Sesampainya di rumah hari sudah larut. Mereka lalu berendam di bathup sampai ketiduran dengan tubuh yang saling berpelukan. Mungkin mereka lelah dengan semua aktivitas mereka.
Tapi Tiba-tiba Muya terbatuk. Karena udara sudah mulai dingin. Lalu Kai terbangun dan mengambil handuk untuk Muya. Dia menggendong Muya dan membantu Muya mengeringkan badannya. Kai mengeringkan rambut Muya dengan hairdrayer. Lalu setelah kering merepun tertidur kembali.
Mereka tidur saling berpelukan. Menambah kehangatan karena suhu udara yang dingin.
Pagi pun tiba. Seolah kai tidak mau beranjak.

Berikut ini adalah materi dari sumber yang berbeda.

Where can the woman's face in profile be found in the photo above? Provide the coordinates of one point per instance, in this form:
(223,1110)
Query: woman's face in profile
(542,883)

Muya yang ingin terbangun tertahan oleh pelukan tangan kai. Muya lalu mencium kening Kai dengan lembut. Lalu Kai membuka mata nya perlahan. Dan tersenyum manis, langsung membalas ciuman muya. Kai meraup bibir muya yang manis. Morning kiss yang panas. Setiap hari setiap detik setiap waktu kai memeluk Muya dengan lembut dan halus. Tanpa terasa seminggu sudah mereka di seol dan hari ini mereka harus sudah pulang ke Beijing.
*****
Kai p.o.v
Hari ini kita akan berpisah. Muya sayang, entah sejak kapan aku jatuh cinta padamu. Tapi seminggu bersamamu adalah hal yang terindah dalam hidupku. Aku menemukan apa itu rasanya dicintai, walau aku tau kau bukan mencintaiku tapi Ken yang kamu cintai.
Aku sebenarnya tidak ingin pulang. Aku tidak ingin semua ini berakhir. Aku ingin selalu bersamamu.
Tapi sayangnya kau bukanlah miliku. Sayang, Semoga kau segera mengandung bayi kita. Buah cinta kita. Jika dia terlahir, maka dia akan menjadi pewaris ku juga.
Muya.. 我爱你 wo ai ni
Kai p.o.v end
***
Ken p.o.v
Hari ini Muya pulang..
Aku sudah sangat merindukankanya. Bahagaimana kabarnya. Wajah manis nya selalu ku mimpikan setiap malam. Semoga saja Muya pulang dan cepat mengandung. Agar kepedihan ku menahan rasa cemburu ini terbayar dengan lahirnya Baby.
Hari ini aku akan memelukmu erat dan sangat erat.
Aku akan menungumu sayang. Menunggu buah hati kita lahir.
Ken pov end
*******
Muya sudah siap dengan semua barang yang akan dia bawa pulang. Namun sepertinya dia merasakan sangat malas untuk pulang ke Beijing.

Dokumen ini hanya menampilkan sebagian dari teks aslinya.